Как всегда, внутреннее чутьё не обмануло профессора. Правдин был практически мгновенно продвинут на более высокую позицию, и новые назначения посыпались одно за другим так быстро, что Владимир Иванович не успевал даже запомнить их. Он волновался всё сильнее и сильнее и уже был уверен, что стал свидетелем какой-то странной игры, цель которой уже была ему ясна. Вскоре Правдин, который уже занимал пост министра обороны, полностью оккупировал весь телевизионный эфир, потеснив даже самого президента. Тут профессору стало ясно, что уже поздно. Он позвонил Малинину, но тот отмахнулся от него, сказав, что очень занят и не готов обсуждать с ним свои решения. Владимир Иванович задумался. Никогда прежде его бывший студент не был так резок и категоричен. Возможно, это был не он? Возможно, это гидра сейчас разговаривала с ним, впервые показав зловещий оскал своих острых зубов?
С приходом Правдина Государство тоже стало меняться, как будто к одной из его сторон прицепилась невидимая пиявка, медленно высасывающая из него жизненную энергию. В первую очередь начали закрываться границы, потом людям опять стало не хватать денег, и вслед за этим на улицы выползли старые, но ещё живые полупреступные группировки, готовые в любой момент начать делить добычу. Всё меньше студентов приходило на лекции к Рогову, всё больше из них оказывалось не в силах платить за обучение и было вынуждено проводить свои дни в поисках пропитания, причём не всегда честными способами.
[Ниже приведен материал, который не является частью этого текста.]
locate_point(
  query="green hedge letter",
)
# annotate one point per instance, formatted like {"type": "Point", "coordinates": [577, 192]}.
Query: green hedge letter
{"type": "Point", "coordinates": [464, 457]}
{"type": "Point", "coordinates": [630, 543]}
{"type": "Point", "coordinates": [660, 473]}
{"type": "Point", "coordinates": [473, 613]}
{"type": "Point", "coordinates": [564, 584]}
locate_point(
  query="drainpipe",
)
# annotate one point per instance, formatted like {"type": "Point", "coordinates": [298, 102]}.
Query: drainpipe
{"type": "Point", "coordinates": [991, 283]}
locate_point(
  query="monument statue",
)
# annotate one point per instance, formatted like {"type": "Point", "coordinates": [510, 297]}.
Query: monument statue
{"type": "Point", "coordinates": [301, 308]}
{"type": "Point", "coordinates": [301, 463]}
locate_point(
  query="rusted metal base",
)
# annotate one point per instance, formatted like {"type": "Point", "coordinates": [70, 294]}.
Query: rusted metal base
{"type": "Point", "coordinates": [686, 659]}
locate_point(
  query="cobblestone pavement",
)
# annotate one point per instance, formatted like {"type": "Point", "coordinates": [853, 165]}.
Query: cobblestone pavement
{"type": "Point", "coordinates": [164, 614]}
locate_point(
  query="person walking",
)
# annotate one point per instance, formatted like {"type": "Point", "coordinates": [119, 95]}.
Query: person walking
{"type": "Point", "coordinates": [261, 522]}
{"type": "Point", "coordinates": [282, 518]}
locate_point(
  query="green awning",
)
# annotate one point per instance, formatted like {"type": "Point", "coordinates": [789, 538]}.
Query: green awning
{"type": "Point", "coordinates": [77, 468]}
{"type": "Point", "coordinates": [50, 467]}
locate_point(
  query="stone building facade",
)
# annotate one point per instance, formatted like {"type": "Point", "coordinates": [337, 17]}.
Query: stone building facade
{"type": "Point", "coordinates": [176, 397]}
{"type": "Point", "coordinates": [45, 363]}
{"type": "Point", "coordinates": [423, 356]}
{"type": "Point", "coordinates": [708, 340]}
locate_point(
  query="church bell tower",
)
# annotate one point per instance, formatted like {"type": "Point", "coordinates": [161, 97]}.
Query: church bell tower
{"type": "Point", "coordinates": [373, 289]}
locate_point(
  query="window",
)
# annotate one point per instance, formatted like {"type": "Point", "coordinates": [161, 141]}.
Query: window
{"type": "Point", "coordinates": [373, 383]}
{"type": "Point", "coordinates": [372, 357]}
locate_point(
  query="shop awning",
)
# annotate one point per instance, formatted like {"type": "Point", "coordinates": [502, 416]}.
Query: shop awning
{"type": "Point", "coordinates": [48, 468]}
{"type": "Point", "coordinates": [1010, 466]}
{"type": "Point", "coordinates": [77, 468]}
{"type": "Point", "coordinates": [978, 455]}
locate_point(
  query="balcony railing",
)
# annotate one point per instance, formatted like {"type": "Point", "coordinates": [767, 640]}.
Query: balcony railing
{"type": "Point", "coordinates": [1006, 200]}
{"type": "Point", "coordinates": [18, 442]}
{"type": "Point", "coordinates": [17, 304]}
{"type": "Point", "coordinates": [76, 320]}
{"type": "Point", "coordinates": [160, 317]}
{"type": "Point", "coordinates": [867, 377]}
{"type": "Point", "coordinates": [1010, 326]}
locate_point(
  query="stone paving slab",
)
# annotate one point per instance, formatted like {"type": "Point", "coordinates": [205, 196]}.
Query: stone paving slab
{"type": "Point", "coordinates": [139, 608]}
Малинин тоже изменился. Его сил теперь хватало только на то, чтобы натужно улыбаться в камеры, проводить бесконечные и бесполезные совещания и участвовать в открытиях никому не нужных мероприятий. «Малинин бессилен. Малинин сдался. Президент больше не контролирует ситуацию. Стране нужен новый лидер», – под копирку писали газеты и говорили с экранов телевизоров. В конце концов, Государство погрузилось в ту же самую разруху, из которой его почти вытащил новый президент. Всё закончилось в том университетском парке, где стало понятно, что их борьба проиграна. Проиграна с позором и без возможности реванша. Владимир Иванович хотел только одного – напиться и вычеркнуть из своей жизни последние 12 лет, а лучше вообще перечеркнуть её всю и начать с чистого листа, первым делом уничтожив книги, которые он когда-то в молодости нашёл в глубине отцовского дома.
5
Владимир Иванович вошёл в свою квартиру с двумя бутылками водки, гремевшими в пакете, и двумя игрушечными слониками, зажатыми под мышкой. Он хотел незаметно пробраться в свою комнату, тем более, что время было ещё раннее, и вся его семья должна была спать. Алина сидела дома с детьми и вставала не раньше десяти, а Андрей, её муж, был на ночном дежурстве в больнице и должен был прийти только часов в 12. Но, открыв входную дверь, он увидел заспанное лицо дочери, выглядывающее из большой комнаты.